Im Koalitionsvertrag wird zwar keine konkrete Summe stehen, doch das Finanzvolumen soll steigen. "Bedarfsgerecht aufstocken", lautet die Formulierung. "Was das heißt, haben wir nicht beziffert", sagt Grübel und nennt die Forderung der Gegenseite: "Die SPD geht mit einer Forderung von insgesamt 80 Millionen Euro rein."

Die Entscheidung über Geld trifft in den Koalitionsverhandlungen die höher angesiedelte sogenannten Steuerungsgruppe. Dort hat die Arbeitsgruppe von Dulig und Grübel nur geringen Einfluss.

Ressortübergreifende Gesamtstrategie

Bisher hat das Arbeitsministerium mit europäischer Hilfe im Jahresschnitt etwa 30 Millionen Euro zur Extremismusbekämpfung ausgegeben, das Familienministerium förderte entsprechende Initiativen mit jährlich 24 Millionen Euro, vom Innenressort gab es sechs Millionen Euro. Dass der Kampf gegen Extremismus im Koalitionsvertragsentwurf als "gesamtstaatliche Aufgabe" bezeichnet wird, hat finanztechnische Gründe, denn nur unter dieser Voraussetzung darf der Bund Geld dafür ausgeben. 

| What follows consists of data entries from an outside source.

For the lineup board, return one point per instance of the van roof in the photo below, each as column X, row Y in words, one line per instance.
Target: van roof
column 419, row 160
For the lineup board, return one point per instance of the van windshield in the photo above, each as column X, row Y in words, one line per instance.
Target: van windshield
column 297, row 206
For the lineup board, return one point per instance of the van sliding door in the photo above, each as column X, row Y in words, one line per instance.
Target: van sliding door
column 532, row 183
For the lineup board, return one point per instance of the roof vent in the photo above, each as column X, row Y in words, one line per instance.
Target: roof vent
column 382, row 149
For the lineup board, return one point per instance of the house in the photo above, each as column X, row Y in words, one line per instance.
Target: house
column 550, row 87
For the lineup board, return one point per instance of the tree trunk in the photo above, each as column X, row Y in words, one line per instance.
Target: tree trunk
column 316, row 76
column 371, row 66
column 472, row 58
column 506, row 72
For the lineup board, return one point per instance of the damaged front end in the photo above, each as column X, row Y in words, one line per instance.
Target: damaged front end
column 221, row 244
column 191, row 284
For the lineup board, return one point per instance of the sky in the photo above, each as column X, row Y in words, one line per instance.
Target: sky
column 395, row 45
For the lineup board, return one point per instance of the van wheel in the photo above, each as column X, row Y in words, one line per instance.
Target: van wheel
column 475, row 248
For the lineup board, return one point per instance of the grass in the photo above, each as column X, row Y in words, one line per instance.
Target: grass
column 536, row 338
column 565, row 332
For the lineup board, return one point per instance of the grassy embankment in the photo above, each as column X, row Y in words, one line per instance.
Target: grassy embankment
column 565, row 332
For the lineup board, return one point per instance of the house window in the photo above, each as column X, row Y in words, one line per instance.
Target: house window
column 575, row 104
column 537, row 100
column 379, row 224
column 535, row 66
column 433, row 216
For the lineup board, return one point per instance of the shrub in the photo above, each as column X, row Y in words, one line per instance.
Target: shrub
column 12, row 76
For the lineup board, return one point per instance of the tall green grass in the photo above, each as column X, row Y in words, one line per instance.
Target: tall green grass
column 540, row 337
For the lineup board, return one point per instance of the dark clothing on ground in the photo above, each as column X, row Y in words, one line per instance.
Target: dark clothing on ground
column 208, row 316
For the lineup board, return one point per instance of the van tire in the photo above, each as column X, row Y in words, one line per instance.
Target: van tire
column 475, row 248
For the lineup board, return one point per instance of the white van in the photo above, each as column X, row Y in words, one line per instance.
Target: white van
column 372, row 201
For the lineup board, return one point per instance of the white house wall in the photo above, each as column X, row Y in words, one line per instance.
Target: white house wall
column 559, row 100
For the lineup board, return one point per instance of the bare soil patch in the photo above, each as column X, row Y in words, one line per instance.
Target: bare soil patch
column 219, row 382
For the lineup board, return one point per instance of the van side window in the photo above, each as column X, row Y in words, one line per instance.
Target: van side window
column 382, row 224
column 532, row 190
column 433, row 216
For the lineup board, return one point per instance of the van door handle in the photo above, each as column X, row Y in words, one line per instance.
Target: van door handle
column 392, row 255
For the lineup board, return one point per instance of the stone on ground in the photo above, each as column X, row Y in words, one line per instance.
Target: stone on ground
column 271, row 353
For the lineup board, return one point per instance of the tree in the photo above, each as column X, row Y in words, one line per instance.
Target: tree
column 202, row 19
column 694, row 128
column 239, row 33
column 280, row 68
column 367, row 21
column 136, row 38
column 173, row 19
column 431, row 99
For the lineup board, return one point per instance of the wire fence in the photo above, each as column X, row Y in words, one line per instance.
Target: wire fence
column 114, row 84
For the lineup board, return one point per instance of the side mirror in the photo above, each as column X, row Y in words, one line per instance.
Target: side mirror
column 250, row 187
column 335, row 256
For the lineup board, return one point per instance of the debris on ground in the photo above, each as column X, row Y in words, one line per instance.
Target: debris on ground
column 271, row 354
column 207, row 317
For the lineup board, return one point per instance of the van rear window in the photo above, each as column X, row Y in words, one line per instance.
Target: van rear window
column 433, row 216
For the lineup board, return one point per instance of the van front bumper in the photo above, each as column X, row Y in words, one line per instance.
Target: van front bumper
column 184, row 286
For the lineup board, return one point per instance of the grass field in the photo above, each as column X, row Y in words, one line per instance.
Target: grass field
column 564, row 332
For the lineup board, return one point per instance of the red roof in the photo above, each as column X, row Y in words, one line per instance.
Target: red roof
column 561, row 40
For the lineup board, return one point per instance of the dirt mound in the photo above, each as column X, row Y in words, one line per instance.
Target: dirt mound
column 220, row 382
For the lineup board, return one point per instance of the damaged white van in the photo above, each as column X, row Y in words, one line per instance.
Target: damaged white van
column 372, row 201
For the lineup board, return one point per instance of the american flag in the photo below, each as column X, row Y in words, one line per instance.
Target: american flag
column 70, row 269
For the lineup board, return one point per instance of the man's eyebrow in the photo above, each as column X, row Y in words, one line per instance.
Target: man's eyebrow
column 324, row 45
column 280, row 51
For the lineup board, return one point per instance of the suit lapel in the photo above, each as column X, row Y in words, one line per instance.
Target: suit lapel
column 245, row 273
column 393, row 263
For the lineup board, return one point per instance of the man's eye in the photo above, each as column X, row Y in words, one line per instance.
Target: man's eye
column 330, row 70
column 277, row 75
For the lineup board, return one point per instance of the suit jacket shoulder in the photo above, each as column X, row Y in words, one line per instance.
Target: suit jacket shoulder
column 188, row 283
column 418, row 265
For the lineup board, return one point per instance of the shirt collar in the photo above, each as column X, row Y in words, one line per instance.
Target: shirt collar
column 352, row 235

Wie auch bisher benötigen die Initiativen zusätzlich eine Kofinanzierung der Bundesländer und Kommunen. "Die Verantwortungsteilung ist und bleibt notwendig", sagt Dulig. Neu ist aber, dass die Bundesressorts nicht mehr voneinander getrennt agieren sollen. In der Koalitionsvereinbarung wird von einer "ressortübergreifenden Gesamtstrategie" die Rede sein.

Streit über Demokratiegesetz

Geht es nach der SPD, wird der Kampf gegen Rechts- und anderen Extremismus im Gesetzbuch nicht mehr in verschiedenen Paragrafen geregelt sein, sondern auf eine eigene gesetzliche Grundlage gestellt. Das sieht Grübel anders: Ein spezielles Gesetz sei nicht notwendig, sagt er. Die notwendigen Regelungen würden in andere Regelwerke eingebaut. "Ob man das dann Demokratiegesetz nennt oder nicht, ist unerheblich."